A visitor to Ireland complained that they were ripped off by one driver.
“The taxi was a white with a green diagonal band that said “TAXI”. The driver was friendly and chatty during the trip. On arrival, he charged us €50. Being preoccupied with other things and unfamiliar with the currency we did not question this and did not ask for a receipt or check the meter.
Only after he had gone did we realise that we had been cheated. We are assured by our host that the journey should have cost only about €25 at most.
However, in this case, the NTA said there was insufficient evidence to prosecute, s they were unable to identify driver or vehicle.

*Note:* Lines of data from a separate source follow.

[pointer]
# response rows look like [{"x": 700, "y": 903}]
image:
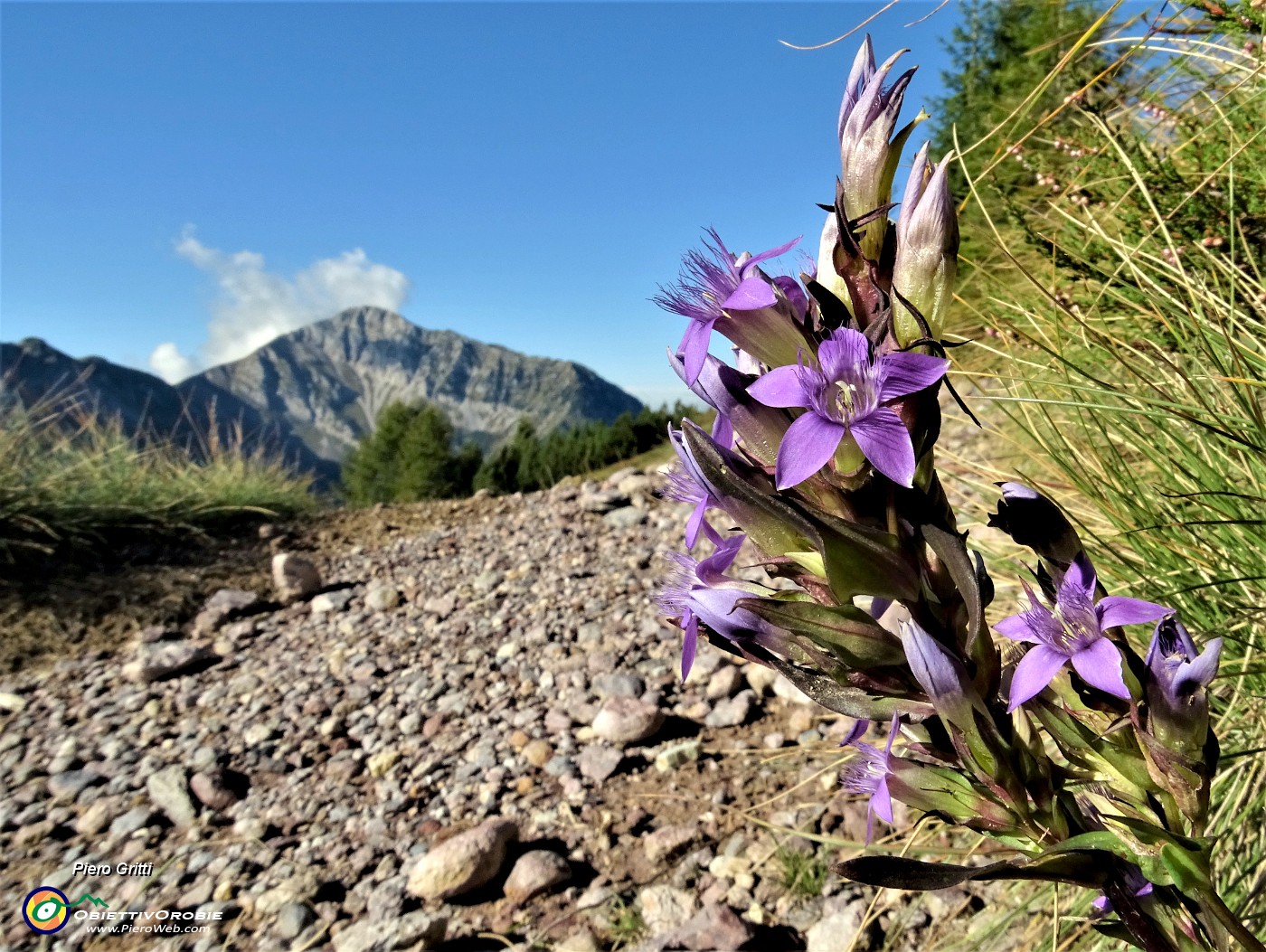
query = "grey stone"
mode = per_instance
[
  {"x": 383, "y": 598},
  {"x": 599, "y": 761},
  {"x": 294, "y": 918},
  {"x": 417, "y": 930},
  {"x": 714, "y": 927},
  {"x": 168, "y": 791},
  {"x": 224, "y": 607},
  {"x": 627, "y": 721},
  {"x": 619, "y": 683},
  {"x": 732, "y": 712},
  {"x": 534, "y": 872},
  {"x": 666, "y": 908},
  {"x": 294, "y": 576},
  {"x": 677, "y": 755},
  {"x": 624, "y": 518},
  {"x": 331, "y": 601},
  {"x": 70, "y": 783},
  {"x": 212, "y": 789},
  {"x": 465, "y": 862},
  {"x": 164, "y": 660}
]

Another complained about what happened when they sought a receipt so they could claim their taxi ride on expenses.
“However, the driver printed off a whole load of receipts and not the one for my journey. I didn’t realise this until the following day,” the customer said.
The correct receipt was subsequently issued to the customer.

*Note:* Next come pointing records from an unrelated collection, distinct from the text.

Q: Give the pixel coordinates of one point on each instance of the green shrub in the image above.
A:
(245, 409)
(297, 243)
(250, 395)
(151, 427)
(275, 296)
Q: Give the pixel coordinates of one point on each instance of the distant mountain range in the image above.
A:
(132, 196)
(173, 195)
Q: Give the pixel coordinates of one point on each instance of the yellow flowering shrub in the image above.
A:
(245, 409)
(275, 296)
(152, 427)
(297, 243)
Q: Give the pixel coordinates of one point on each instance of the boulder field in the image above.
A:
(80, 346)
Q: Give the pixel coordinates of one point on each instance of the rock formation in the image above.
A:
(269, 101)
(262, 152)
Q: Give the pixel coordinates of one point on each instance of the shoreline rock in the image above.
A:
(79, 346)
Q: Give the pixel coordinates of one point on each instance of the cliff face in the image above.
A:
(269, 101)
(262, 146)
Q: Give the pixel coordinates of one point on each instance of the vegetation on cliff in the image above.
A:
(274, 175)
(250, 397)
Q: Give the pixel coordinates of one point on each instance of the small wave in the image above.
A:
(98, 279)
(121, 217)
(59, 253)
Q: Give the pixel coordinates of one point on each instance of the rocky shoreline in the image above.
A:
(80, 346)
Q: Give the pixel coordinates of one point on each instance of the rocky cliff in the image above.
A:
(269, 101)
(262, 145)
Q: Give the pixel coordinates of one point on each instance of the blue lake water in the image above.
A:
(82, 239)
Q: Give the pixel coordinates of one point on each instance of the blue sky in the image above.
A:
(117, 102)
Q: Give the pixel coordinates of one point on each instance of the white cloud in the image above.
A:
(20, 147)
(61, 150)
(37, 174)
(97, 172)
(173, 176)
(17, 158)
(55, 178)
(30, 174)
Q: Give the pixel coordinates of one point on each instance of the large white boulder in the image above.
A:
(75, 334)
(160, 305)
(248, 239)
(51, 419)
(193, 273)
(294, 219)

Another Dublin passenger said the driver took a route that included two tolls, without asking.
“Firstly he took the port tunnel and when I question his choose [sic] of that route and then continued to drive over the east link toll bridge again without my consent. Upon arrival at my destination, he totalled the fair and it came to €32.80 but he insisted it was €37 because of tolls. I paid the €37 and requested a receipt to which he gave me the handwritten note attached with no details about this taxi. I insisted need a printed receipt for work and he tore it off by hand with no toll or total,” the complaint read.
The driver was issued with a fixed payment notice for failure to print and offer a receipt.
A passenger complained that one driver took a ‘detour’ when bringing them on a trip that usually costs them around €8.
“We had to pay €15.80. I’m not asking for money back, I just don’t want that this happen to someone else,” they said
The driver was interviewed and given ‘advice’ by the NTA and the complainant was then unwilling to take the matter further.
A total of 261 complaints were categorised as “hiring matters”.
“Taxi had his light on, [there was] no one in the taxi. I hailed it & he pulled in,” one complaint read.
“As I went to open the door he asked where I was going I told him and he just turned his head and drove off, leaving us standing looking for a taxi at this late time of night.”
A caution was issued to the driver.
“The driver rolled down the window to ask where I was going I told him he wasn’t allowed to ask this as I know my rights and he told me he was and drove off,” another complained.
The NTA could not proceed with any investigations as there was no response from the complainant when contacted.
However, another case saw a payment notice issued to a driver for an “unreasonable refusal”.
“This man was waiting at the rank and refused to bring us because he said “we could walk”, so we asked again if he would bring us or not and he got angry so we had to leave the taxi. I told him I was taking down his number and he said he didn’t care,” the complainant said.
A sample of the 50 complaints about vehicle conditions provided revealed there were complaints about smelly cars, a vehicle making ‘strange noises’, a taxi that was dented and ‘shabby’ and one cab with ripped seats and inaccessible seatbelts.
“I took a taxi from the rank… and the taxi has what can only be described as a smell of sick,” one complaint read.
“While I recognise previous customers (today or previously) may have soiled the taxi however the driver is entitled to a soiling charge and should be off the road or have sufficiently cleaned the car. I advised the driver of the smell,” the customer told the NTA
Responding to this submission, the NTA said the complaint was “not proceeded with” as there was “no evidence of any offence after the vehicle had been inspected”.